Their simultaneous coursework and careers have allowed them to apply and test the knowledge they acquired.
As they pursued their education over the decades, they have experienced tragedy as well as triumph in their lives.
Dingman began taking courses at North Idaho College in 1991 and worked at NIC's Children's Center as a preschool teacher, finishing her associate's degree in child development during that time.
Tragically, the Dingmans lost their son, P.J., to a car accident in 1994. She took the following two and half years off. Dingman enrolled at the University of Idaho in 2007.
In the last decade, her daughter and granddaughter moved into her home, and back out, a few times. Dingman, along with her husband of 29 years, Pat, have now opened their home to her sister and her sister's 16-year-old son as they rebuild their lives.
Dingman relates these events with emotion, and summarizes with wistful understatement, "It's been a tricky couple of decades," she said.
Buttrey has two grown children and over the course of this last 10 years has welcomed two grandsons. She also is helping her partner, Mike, raise his son, now 18.
Dingman's husband and Buttrey's partner have provided them consistent encouragement.
"Mike has a bachelor's degree in nursing, so he knows what that's like to have homework at night and exams to study for, and he's been extremely supportive," Buttrey said.
At the beginning of her college career, Buttrey served as a family service coordinator for Head Start, serving as a preschool classroom teacher and providing home visits to work with families. In 2006, she was hired as Head Start center supervisor. In 2009, she moved up to her current family and community partnership coordinator position.
Their fellow students have been an asset along their journey, Dingman said.
"In many classes, there are freshmen, working child care professionals, people with far more education than I have, and others in different roles in child and adult care," she said. "Bringing all of those perspectives together is so much more valuable than only getting other supervisors' views."
Their professors also have helped them navigate.
"Janice Fletcher, my adviser, has been extremely supportive in the guidance she has offered, even in the recommendation of particular electives that might best suit the field that I'm in so that the learning is relevant to my daily interactions," Buttrey said. "She is aware of the practical application of the knowledge that I'm receiving."

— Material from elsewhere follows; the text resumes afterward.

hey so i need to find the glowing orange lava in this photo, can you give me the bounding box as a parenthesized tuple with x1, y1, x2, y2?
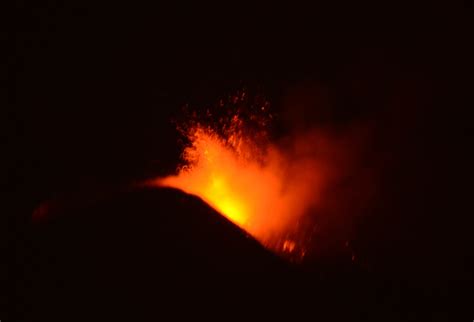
(153, 105, 330, 259)
(159, 126, 283, 233)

The admiration flows both ways.
"These two women are such good stewards in our community," said Fletcher, a University of Idaho professor of early childhood development at Coeur d'Alene. "They participate in the food bank, child abuse prevention, strengthening family efforts, homeless initiatives, art programs for children, foster parenting programs, and on and on. They represent what the University of Idaho hopes for our graduates in Family and Consumer Sciences."
Dingman is the second of nine siblings to earn a college degree. Buttrey is the first of five. Neither have regrets about their education, or its duration.
"I would recommend it over doing a four-year program," Dingman said. "I think the opportunity to put into practice what you're learning embeds that knowledge deeper."